An Oxford man facing charges in connection with a fatal March crash disregarded pleas from a friend to slow down and was driving his car 61 mph when it hit an embankment and was then launched airborne nearly 60 feet into a building, state police said in an affidavit in the case released Monday.
The man, Eric Ramirez, 20, appeared at Superior Court in Derby for the first time Monday. He said nothing during a brief appearance before Judge Karen Sequino, who continued the case to Oct. 25.
Afterward, his lawyer said Ramirez feels “devastated” about the March 9 accident, which killed one of his two passengers, Brandon Giordano, a popular 15-year-old student at Oxford High School.
Ramirez faces a single count of misconduct with a motor vehicle, a felony, in the case, in addition to charges of reckless driving, engaging police in pursuit, and two equipment violations.
He is represented by New Haven attorney Tara L. Knight and is currently free on $10,000 bond.
“He’s devastated by this tragedy,” said Knight after Ramirez’s court appearance.
Giordano “was a very good friend of his,” Knight added.
Knight said she became Ramirez’s lawyer on Monday and had not yet reviewed numerous documents in the case file, and therefore had no other comment.
An affidavit seeking Ramirez’s arrest in the case, which is embedded at the end of this story, details the investigation that led to to the charges against him.
He was arrested Sept. 11, about six months after the crash.
The affidavit says that at 11:48 p.m. on the night of the accident, Ramirez was returning to Oxford from New Haven in his silver 2000 Ford Mustang convertible with Giordano in the rear seat and another friend, 16-year-old Dion Major, in the front passenger’s seat, when a Seymour Police Officer Anthony Renaldi observed that the car had colored LED lights attached to its undercarriage.

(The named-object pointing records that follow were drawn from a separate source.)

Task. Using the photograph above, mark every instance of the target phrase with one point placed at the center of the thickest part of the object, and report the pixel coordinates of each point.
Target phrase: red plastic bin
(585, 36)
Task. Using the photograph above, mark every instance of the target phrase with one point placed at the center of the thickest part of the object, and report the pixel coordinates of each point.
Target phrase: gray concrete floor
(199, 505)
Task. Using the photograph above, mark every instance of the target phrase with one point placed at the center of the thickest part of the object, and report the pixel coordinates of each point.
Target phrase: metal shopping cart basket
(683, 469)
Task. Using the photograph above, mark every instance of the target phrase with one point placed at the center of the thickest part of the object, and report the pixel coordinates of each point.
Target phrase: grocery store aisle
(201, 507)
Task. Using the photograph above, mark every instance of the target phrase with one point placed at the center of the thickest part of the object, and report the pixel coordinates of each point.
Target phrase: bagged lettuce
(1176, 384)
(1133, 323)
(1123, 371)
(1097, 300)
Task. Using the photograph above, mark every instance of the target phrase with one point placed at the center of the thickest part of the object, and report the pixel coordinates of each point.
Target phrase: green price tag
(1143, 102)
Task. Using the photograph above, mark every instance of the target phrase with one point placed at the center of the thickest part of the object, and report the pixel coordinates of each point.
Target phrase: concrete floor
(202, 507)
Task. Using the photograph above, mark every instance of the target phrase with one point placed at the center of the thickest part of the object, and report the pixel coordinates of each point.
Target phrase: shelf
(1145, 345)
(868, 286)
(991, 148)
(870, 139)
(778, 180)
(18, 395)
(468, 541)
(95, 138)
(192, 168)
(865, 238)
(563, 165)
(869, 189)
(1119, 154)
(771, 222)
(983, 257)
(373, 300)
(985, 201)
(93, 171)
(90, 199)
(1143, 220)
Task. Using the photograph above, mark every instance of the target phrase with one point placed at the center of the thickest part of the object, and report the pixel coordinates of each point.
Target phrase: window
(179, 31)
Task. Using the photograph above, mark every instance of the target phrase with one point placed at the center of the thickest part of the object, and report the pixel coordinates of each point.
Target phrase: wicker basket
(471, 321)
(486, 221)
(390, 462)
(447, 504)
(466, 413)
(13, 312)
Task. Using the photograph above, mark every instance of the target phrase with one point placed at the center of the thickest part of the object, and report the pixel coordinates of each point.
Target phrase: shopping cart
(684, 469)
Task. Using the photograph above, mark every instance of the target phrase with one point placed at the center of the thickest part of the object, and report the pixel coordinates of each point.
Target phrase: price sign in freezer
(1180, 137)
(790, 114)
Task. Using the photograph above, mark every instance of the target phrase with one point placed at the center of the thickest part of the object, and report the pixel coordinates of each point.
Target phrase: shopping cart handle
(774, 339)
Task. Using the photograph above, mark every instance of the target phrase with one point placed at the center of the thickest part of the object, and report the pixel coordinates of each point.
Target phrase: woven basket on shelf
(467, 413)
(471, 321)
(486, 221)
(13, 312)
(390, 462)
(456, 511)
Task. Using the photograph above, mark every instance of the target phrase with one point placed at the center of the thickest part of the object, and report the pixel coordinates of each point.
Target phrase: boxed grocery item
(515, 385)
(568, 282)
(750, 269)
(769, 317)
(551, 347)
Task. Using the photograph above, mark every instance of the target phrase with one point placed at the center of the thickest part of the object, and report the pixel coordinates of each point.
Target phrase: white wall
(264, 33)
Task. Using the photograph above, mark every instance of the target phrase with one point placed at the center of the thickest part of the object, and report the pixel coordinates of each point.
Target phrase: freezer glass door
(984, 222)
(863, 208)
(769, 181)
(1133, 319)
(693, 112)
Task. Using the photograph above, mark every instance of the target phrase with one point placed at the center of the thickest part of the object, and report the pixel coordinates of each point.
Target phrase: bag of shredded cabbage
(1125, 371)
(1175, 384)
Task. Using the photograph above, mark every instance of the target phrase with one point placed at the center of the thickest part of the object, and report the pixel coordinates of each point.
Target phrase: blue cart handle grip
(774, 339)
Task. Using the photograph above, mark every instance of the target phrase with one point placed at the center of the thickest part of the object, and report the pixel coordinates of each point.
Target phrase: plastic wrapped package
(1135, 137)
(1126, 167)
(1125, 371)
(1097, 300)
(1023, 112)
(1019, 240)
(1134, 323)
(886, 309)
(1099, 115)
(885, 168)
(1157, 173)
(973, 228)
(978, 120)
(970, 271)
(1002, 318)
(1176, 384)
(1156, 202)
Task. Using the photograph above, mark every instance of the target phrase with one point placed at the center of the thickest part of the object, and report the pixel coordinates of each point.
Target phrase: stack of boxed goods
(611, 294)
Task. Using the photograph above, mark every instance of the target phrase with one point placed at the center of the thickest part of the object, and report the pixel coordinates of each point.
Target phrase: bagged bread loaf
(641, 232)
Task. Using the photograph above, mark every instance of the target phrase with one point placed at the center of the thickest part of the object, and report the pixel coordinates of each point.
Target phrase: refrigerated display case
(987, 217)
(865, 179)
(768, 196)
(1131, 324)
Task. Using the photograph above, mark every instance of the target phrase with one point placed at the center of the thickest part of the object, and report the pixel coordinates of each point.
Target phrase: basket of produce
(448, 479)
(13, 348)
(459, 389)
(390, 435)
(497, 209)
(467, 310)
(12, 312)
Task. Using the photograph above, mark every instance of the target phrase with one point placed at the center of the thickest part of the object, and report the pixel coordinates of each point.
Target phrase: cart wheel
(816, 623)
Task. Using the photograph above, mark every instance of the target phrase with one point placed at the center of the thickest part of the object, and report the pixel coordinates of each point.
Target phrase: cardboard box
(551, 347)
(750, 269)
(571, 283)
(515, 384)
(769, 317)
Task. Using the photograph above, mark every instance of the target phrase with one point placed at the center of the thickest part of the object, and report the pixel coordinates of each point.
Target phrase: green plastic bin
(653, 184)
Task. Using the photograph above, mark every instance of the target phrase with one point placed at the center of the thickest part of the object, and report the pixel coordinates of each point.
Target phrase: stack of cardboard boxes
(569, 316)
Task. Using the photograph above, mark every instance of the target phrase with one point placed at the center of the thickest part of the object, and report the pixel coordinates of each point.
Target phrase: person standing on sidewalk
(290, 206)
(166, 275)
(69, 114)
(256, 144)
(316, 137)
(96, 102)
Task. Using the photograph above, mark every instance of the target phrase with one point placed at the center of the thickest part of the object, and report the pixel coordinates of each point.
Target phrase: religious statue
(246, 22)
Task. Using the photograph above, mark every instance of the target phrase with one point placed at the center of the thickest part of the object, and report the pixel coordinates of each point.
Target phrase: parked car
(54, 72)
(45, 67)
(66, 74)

When Renaldi attempted to pull over the Mustang for an equipment violation, Ramirez sped off up Route 67 toward Oxford at high speed, the affidavit says.

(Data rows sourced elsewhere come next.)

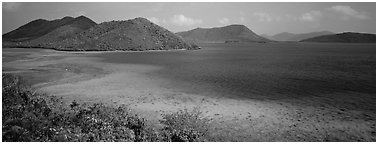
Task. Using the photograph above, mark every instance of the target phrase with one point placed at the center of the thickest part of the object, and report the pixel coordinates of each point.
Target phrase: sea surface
(263, 71)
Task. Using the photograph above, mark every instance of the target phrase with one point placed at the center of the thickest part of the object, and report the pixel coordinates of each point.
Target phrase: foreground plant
(185, 126)
(28, 116)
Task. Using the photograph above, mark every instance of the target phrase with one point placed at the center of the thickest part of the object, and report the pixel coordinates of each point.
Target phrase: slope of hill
(134, 34)
(81, 33)
(231, 33)
(303, 36)
(285, 36)
(68, 30)
(40, 27)
(346, 37)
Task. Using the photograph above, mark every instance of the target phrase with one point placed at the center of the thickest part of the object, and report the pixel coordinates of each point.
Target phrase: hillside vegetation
(82, 34)
(231, 33)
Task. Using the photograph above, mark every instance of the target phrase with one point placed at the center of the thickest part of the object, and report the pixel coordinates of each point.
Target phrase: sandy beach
(79, 76)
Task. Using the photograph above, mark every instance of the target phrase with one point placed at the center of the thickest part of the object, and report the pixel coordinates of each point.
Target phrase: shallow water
(263, 71)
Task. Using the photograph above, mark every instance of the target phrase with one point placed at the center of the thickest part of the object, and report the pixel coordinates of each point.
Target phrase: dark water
(274, 70)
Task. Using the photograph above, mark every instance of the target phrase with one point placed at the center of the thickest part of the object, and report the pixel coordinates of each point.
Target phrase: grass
(29, 116)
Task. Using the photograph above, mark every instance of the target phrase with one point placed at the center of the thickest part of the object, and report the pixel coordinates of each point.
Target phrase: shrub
(185, 126)
(28, 116)
(32, 117)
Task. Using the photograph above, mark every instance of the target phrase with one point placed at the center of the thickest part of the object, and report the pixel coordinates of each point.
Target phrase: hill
(68, 30)
(346, 37)
(285, 36)
(231, 33)
(135, 34)
(41, 27)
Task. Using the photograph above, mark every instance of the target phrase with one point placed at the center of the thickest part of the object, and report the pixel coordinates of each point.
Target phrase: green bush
(185, 126)
(28, 116)
(32, 117)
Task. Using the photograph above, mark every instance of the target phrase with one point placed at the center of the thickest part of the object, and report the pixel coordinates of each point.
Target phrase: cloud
(348, 11)
(224, 21)
(242, 19)
(154, 20)
(80, 13)
(263, 16)
(11, 6)
(182, 20)
(311, 16)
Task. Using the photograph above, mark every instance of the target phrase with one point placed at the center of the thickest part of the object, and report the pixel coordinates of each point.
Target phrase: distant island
(82, 34)
(226, 34)
(346, 37)
(286, 36)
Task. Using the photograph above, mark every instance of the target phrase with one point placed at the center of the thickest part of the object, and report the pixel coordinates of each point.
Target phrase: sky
(262, 18)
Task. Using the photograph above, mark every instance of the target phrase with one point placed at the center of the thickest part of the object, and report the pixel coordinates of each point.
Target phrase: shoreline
(88, 79)
(101, 51)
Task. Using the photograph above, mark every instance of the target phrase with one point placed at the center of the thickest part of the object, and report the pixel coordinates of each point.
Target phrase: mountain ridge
(287, 36)
(229, 33)
(133, 34)
(40, 27)
(345, 37)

The affidavit says state police who later analyzed surveillance footage from a Route 67 gas station determined Ramirez’s car was going 91 mph as it passed between two utility poles in front of the station.
Ramirez also passed vehicles and turned off his lights during the pursuit, according to the affidavit.
After following the car for about two minutes, Renaldi broke off the high-speed pursuit, judging it too dangerous, but soon he met a state trooper who had also observed the speeding Mustang, the affidavit says.
Minutes later, Renaldi and the trooper located the vehicle laying upside down with the three occupants pinned beneath it.
Ramirez and Major were extricated and transported to Waterbury Hospital for serious, non-life-threatening injuries, and Giordano was pronounced dead at the scene.
Evidence at the scene indicated that the Mustang had struck a grassy embankment along the side of Old State Road 67, which caused it to leave the ground and fly nearly 60 feet through the air until it struck the side of the Precision Glass and Mirror building.
State police analyzed evidence at the accident scene to determine Ramirez’s car was going 61 mph when it hit the embankment, according to the affidavit.
Major, who was interviewed by police later that night with his mother’s permission, said he asked Ramirez to slow down and stop for police, but Ramirez did not comply.
“Eric accelerated fast and I told him to slow down and stop,” the affidavit quotes Major as saying. “Eric didn’t respond, passed cars driving in the same direction on the wrong side of the road and had to swerve back into the lane to avoid hitting cars head-on. I would estimate Eric was driving between 70 – 80 MPH. Eric tumed onto another street hit a ditch, lost control and rolled over the car.”
Police said there was no evidence that Ramirez, Major or Giordano had been drinking prior to the accident.